Mes aquarelles sont servies par une technique assez particulière puisque j’utilise aussi de l’eau de Javel pour donner des effets de forts
contrastes. Avec la Javel, la couleur est véritablement dissoute et cela apporte des éclairages tout à fait singuliers selon que la Javel a été diluée ou non à l’eau. Comme je le disais plus
haut, la couleur brune évoque la complexité des idées, et les contrastes rendus par l’eau de Javel soulignent les puissants dualismes qui dominent l’ouvrage. La particularité technique de l’eau de Javel, c’est que l’on peut travailler « à l’envers ». C’est à dire qu’au lieu de garder des zones non peintes pour rendre les
lumières (ce que l’on appelle le blanc de réserve, comme lorsque l’on joue avec le blanc du papier pour créer une lumière), on peut, avec la Javel, enduire sa feuille entièrement de couleur et
venir l’extraire par après. Cette façon de faire demande une maîtrise particulière mais n’est pas plus difficile que la technique traditionnelle de l’aquarelle.
La page 59 est l’une de mes planches préférées
dans Fritz Haber 2. Elle représente l’acteur Paul Richter en Siegfried. Cette image est un écho à un très vieux dessin que mon père avait fait pour moi lorsque je n’étais encore qu’un tout petit
enfant.
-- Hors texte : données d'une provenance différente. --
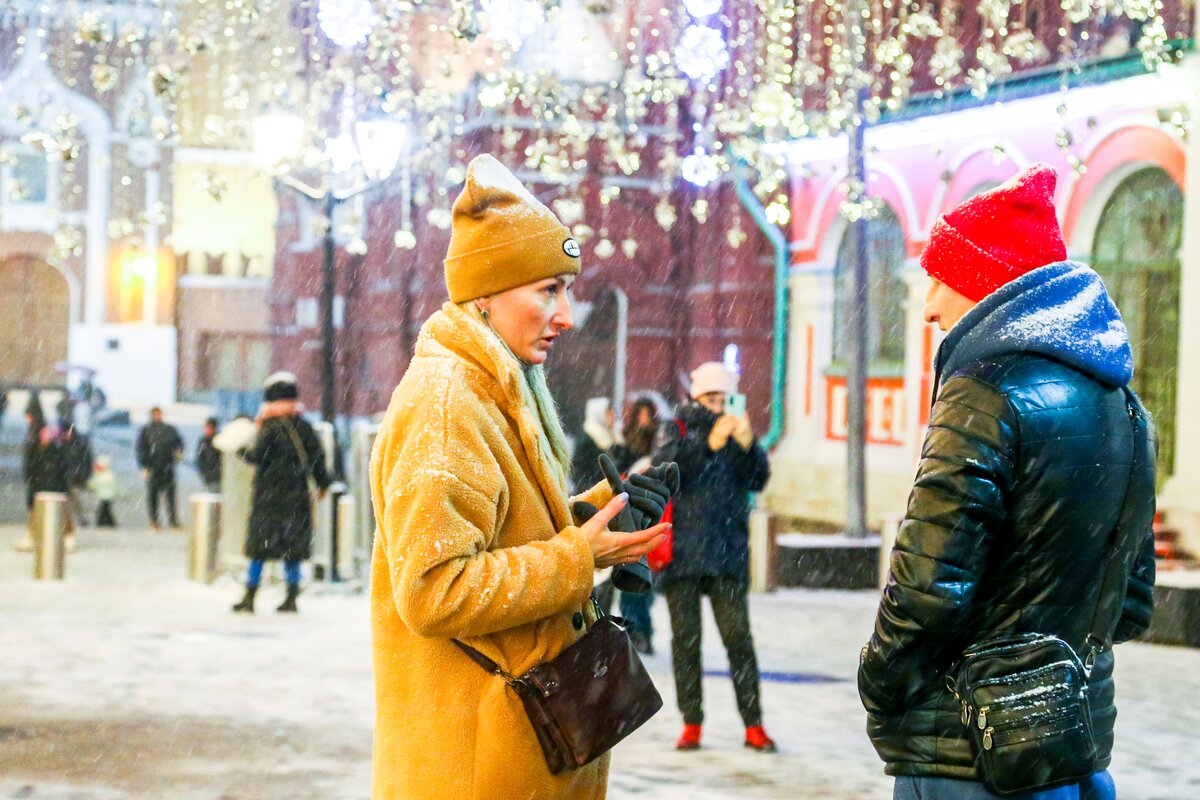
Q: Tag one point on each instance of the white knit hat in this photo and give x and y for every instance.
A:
(712, 377)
Je ne sais pas ce qu’il en est pour les autres dessinateurs, mais je me rappelle quant à moi du jour exact où je me suis décidé à dessiner. Je devais avoir cinq ou six ans et cela
coïncide au moment où mon père m’emmena au cirque, un très grand cirque, installé aux alentours de la place du Luxembourg, à Bruxelles. Ce devait être le cirque de Moscou, ou celui de Bouglione,
le souvenir n’a pas retenu ce type de détail. En réalité, si je me souviens encore de ce jour et de mon arrivée en bus, de ma place dans les gradins, de la cage aux tigres, c’est que ce jour m’a
véritablement impressionné. J’attendais comme tout enfant de mon âge l’arrivée des clowns et des tigres. Quand les clowns sont enfin montés sur la piste, mon excitation était à son comble. Mais
ce fut un choc : il y en avait bien un blanc à chapeau pointu et un autre rigolo, mais il y en avait encore un troisième affreux et hideux, encagoulé, qui brandissait un énorme
poignard : c’était un méchant parmi les clowns. Cela me traumatisa tant que j’ai hurlé de tout mon saoul jusqu’à perdre connaissance.
De retour à la maison, mon père pris une feuille de papier et dessina pour moi le fameux clown. Son dessin terminé, il m’appela pour me le présenter et, chose amusante, je pris peur à nouveau. Le dessin me saisit et je me remis à hurler. Mais moins longtemps. Petit à petit, je me rapprochai de la feuille, jusqu’à la prendre en main.
Voilà mon expérience avec le dessin : je l’ai découvert par l’expérience, en réalisant qu’il pouvait être un vecteur d’émotions. C’est ainsi que vers six ans, après avoir compris tout cela et en avoir ri, je me suis mis à dessiner un peu plus que les autres enfants.